Только потом Олексин вспомнил, что Карагеоргиев так и не сказал, что же он любит. Не сказал не потому, что стеснялся, а потому что ничего не любил. Ничего. Он умел лишь ненавидеть и потому с легкостью обвинял в этом других.
Вернувшись, поручик разбудил Совримовича, рассказал про турецкие костры и крики, но о Карагеоргиеве распространяться не стал. Прилег подремать, хотел о чем-то подумать — о чем, он и сам теперь толком не знал, а просто хотел думать, — но пригрелся и вскоре уснул спокойным молодым сном.
Проснулся от ружейного залпа. Сбросил шинель с головы, сел, соображая. Ударил второй залп, и началась стрельба по всему лесу — уже не залпами, а лихорадочными и неприцельными одиночными выстрелами, — и поручик сразу вскочил, поняв, что рота его яростно отстреливается от наседающих турок.
Рядом никого не было. Поручик, торопясь, прицепил саблю и шумно побежал на опушку, откуда слышалась стрельба и где ночью он выслушивал злые нотации Карагеоргиева. Он не успел добежать до стрелков, когда впереди послышались шаги спешивших и оступающихся людей, тащивших что-то тяжелое и неудобное для носки. Кусты перед ним раздались, и четверо солдат, семеня, выбежали навстречу, волоча по подлеску раненого на окровавленной грязной шинели.
— Стой! — крикнул Олексин, еще издали увидев мотающуюся из стороны в сторону цыганскую бороду раненого. — Что с вами?
— Не уберегся, — виновато сказал Совримович, кусая побелевшие губы. — Турки открыто шли, не знали, видимо, что мы на горе. Я подпустил на тридцать шагов, встретил залпом.
— Куда вас?
— В бок, не повезло. Пошлите кого-нибудь к Брянову, Олексин. Без помощи недолго продержимся.
Поручик посмотрел на носильщиков: трое были сербами, четвертый — краснорожий, с бородой веником — русским.
— Как тебя?
— Валибеда, ваше благородие!
— Беги к капитану Брянову. Доложишь о турках, попросишь помощи и… врача. Обязательно пусть пришлют врача.
— Слушаюсь!
Валибеда тут же кинулся к откосу, ломая кусты. Приказ идти в батальон он явно воспринял как отпуск в тыл, обрадовался этому и очень старался.
— Какой там врач, Олексин, — со стоном поморщился Совримович. — Откуда у Брянова врач?
— Мужайтесь, друг. — Поручик встал на колено, пожал бессильно лежавшую поверх груди руку. — Вас перевязали?
— Захар постарался. Пуля внутри, вот скверно.
— Мужайтесь, — еще раз повторил Гавриил, вставая. — Несите.

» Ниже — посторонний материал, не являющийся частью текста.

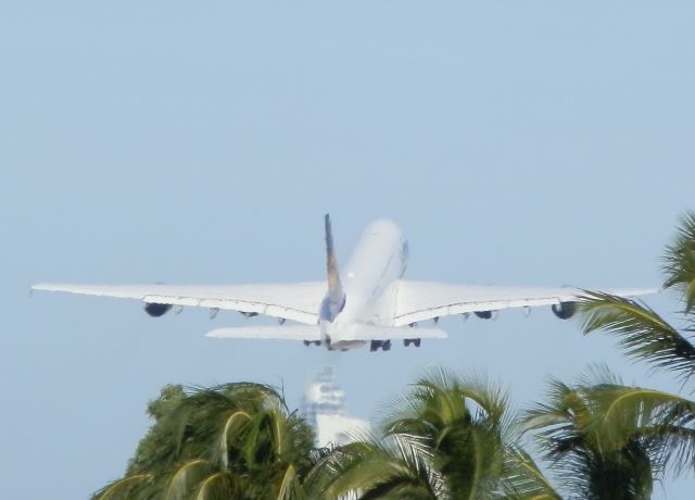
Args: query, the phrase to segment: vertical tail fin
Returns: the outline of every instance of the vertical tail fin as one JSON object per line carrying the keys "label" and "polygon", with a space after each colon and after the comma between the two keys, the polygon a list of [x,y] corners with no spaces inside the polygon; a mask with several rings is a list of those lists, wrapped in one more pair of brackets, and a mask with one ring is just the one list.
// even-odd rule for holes
{"label": "vertical tail fin", "polygon": [[345,305],[345,292],[338,274],[338,260],[333,248],[333,233],[330,225],[330,215],[326,214],[326,272],[328,274],[328,293],[321,308],[321,318],[333,321]]}

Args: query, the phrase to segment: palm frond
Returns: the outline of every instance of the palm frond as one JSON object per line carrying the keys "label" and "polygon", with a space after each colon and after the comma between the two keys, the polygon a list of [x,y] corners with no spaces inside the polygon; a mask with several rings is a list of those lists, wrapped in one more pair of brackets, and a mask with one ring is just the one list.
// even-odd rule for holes
{"label": "palm frond", "polygon": [[666,247],[662,270],[666,288],[683,293],[685,312],[695,308],[695,212],[686,212],[680,221],[673,241]]}
{"label": "palm frond", "polygon": [[606,330],[619,337],[626,353],[655,367],[695,374],[695,347],[643,303],[603,292],[587,292],[580,302],[584,334]]}
{"label": "palm frond", "polygon": [[511,446],[505,455],[502,487],[508,500],[560,500],[561,497],[523,449]]}

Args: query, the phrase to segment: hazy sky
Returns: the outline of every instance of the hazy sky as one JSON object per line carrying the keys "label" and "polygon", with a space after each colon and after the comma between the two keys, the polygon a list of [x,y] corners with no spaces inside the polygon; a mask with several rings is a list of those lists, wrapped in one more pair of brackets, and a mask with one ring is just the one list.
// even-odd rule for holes
{"label": "hazy sky", "polygon": [[518,407],[592,362],[675,390],[546,309],[327,353],[203,337],[247,324],[232,313],[28,295],[321,279],[325,212],[341,262],[366,223],[396,221],[410,278],[658,285],[695,208],[695,7],[664,3],[4,2],[2,496],[118,477],[167,383],[282,384],[298,407],[330,363],[363,417],[429,365],[483,370]]}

Сербы дружно взялись за шинель, подняли отяжелевшее тело, понесли, путаясь ногами и спотыкаясь. Совримович болезненно охнул.

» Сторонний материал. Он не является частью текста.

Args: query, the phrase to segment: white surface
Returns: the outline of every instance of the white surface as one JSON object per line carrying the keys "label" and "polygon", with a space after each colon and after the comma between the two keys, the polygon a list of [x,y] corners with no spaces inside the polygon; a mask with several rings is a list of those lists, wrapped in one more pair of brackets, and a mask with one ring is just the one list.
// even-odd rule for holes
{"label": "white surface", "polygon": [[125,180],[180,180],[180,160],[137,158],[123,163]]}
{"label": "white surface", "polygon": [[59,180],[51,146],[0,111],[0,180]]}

— Осторожнее! — крикнул Олексин.
Он вдруг подумал, что Совримович непременно умрет, испугался этой мысли, попытался заслонить ее другими, очень важными сейчас: о роте, о повторном приступе турок, о том, хватит ли патронов, пока придет помощь. Он задавил, загнал эту мысль в глубину сознания, но она так и осталась в нем, и он знал, что она осталась, и от этого ему было горько.